Durant les événements de la Commune de Paris en 1871, l'École émigra à Lausanne, rue des Figuiers. Gustave Lefèvre ambitionnait de créer, parallèlement à l'École Niedermeyer de Paris, une école semblable en Suisse romande dont les objectifs viseraient à la restauration de la musique religieuse protestante dont les chants et les psaumes lui semblaient en pleine décadence.

En 1882, un mariage inespéré avec la jeune et riche Jeanne Soret de Boisbrunet (1861-1944) redora le blason d'Alfred Niedermeyer et renfloua sa fortune. De cette union naquit leur fille Marie-Thérèse (1883-1976).

Mme Roesch-Lalance relatant les souvenirs recuillis auprès de Mme Jeanne Person, brillante musicienne qui s'installait parfois aux claviers de l'orgue de l'église de Bourron, écrit «Son épouse étant catholique et très pieuse le baron resté protestant comme son père, accompagnait néanmoins son épouse chaque dimanche à la messe et, c'était rituel, remontait sa montre pendant l'élévation! Quant à la baronne, très pratiquante, elle récompensait les gamins quand ils assistaient à l'office: 10 sous et quand ils communiaient... elle leur donnait cinq francs...» (Souvenirs de Madame Person (1885-1985).

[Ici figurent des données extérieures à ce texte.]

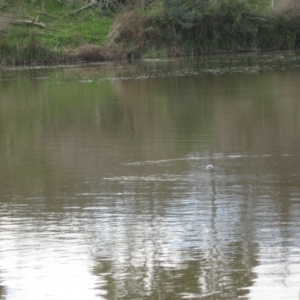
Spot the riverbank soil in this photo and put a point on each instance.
(40, 31)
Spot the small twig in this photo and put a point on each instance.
(82, 8)
(257, 18)
(32, 23)
(46, 14)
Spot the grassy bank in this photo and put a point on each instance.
(55, 31)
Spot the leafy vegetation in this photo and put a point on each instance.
(64, 30)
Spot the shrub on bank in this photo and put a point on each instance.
(186, 27)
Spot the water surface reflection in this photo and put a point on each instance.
(104, 191)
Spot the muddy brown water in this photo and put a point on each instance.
(105, 191)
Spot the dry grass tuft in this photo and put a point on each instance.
(88, 52)
(131, 33)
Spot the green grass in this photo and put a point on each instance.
(20, 43)
(164, 28)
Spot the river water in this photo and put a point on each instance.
(106, 190)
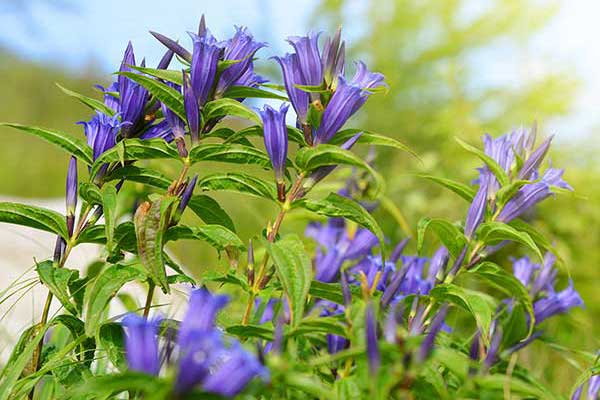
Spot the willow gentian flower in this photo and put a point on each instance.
(533, 193)
(132, 96)
(141, 344)
(241, 48)
(71, 196)
(101, 132)
(434, 328)
(192, 112)
(276, 143)
(346, 100)
(373, 356)
(203, 70)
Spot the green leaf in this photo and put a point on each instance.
(146, 176)
(240, 92)
(90, 193)
(371, 138)
(229, 153)
(476, 303)
(335, 205)
(135, 149)
(238, 182)
(110, 339)
(294, 270)
(166, 94)
(217, 236)
(507, 283)
(88, 101)
(57, 281)
(210, 211)
(496, 169)
(102, 289)
(164, 74)
(495, 232)
(222, 107)
(151, 222)
(72, 145)
(311, 158)
(109, 207)
(448, 233)
(34, 217)
(464, 191)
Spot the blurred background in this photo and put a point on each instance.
(456, 68)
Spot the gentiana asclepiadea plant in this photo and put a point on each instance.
(357, 317)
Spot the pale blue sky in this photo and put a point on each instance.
(98, 30)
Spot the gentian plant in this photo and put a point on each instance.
(340, 313)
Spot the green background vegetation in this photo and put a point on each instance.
(433, 98)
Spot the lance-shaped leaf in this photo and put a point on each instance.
(136, 149)
(371, 138)
(507, 283)
(99, 292)
(449, 234)
(166, 94)
(210, 211)
(72, 145)
(146, 176)
(479, 305)
(240, 92)
(151, 222)
(229, 153)
(238, 182)
(335, 205)
(464, 191)
(94, 104)
(310, 158)
(217, 236)
(496, 169)
(294, 270)
(57, 281)
(34, 217)
(223, 107)
(109, 207)
(495, 232)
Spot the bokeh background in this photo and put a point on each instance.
(455, 68)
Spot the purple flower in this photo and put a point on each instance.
(556, 303)
(436, 325)
(132, 96)
(240, 48)
(309, 59)
(275, 137)
(161, 130)
(205, 58)
(373, 355)
(533, 193)
(101, 132)
(141, 344)
(72, 184)
(346, 100)
(292, 76)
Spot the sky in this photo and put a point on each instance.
(78, 33)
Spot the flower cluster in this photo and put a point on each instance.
(203, 357)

Mme Roesch-Lalance, rapportant dans son ouvrage les souvenirs de Suzanne Vaillant-Saunier qui tenait une pension de famille à Bourron-Marlotte et sauva des enfants juifs pendant la dernière guerre, écrit :

Hotel Renaissance
Hôtel de la Renaissance (Collection Jean-Louis Garret)
«La propriété [Niedermeyer] avait un grand parc avec un potager qui s'étendaient jusqu'à la rue Grande; à l'angle, la tourelle qui existe toujours, servait de salle de catéchisme à la baronne. Quant au mûrier que le baron avait planté pour tenter l'élevage des vers à soie, il est peut-être encore vivace, souvenir du somptueux jardin d'autrefois. Sur la rue Murger, à côté du château "la petite épicerie Mallet avec bourrellerie prit de l'importance, elle hébergea quelques pensionnaires, le plus souvent des artistes, qui se promenaient en forêt avec un mulet, les plus fidèles furent Delort, de Penne, Cicéri et Reyer» (Suzanne V. Saunier).
Hotel Renaissance
Vue intérieure de l'Hôtel de la Renaissance vers 1900

En 1905, après la mort du financier, Paul Mallet acheta au rabais la demeure Niedermeyer, ses communs et son vaste parc. Sa petite épicerie d'origine ayant déjà absorbé l'Auberge Antoni, devint le bureau de tabac du futur Hôtel Mallet qui, augmenté de deux annexes, connut une certaine célébrité.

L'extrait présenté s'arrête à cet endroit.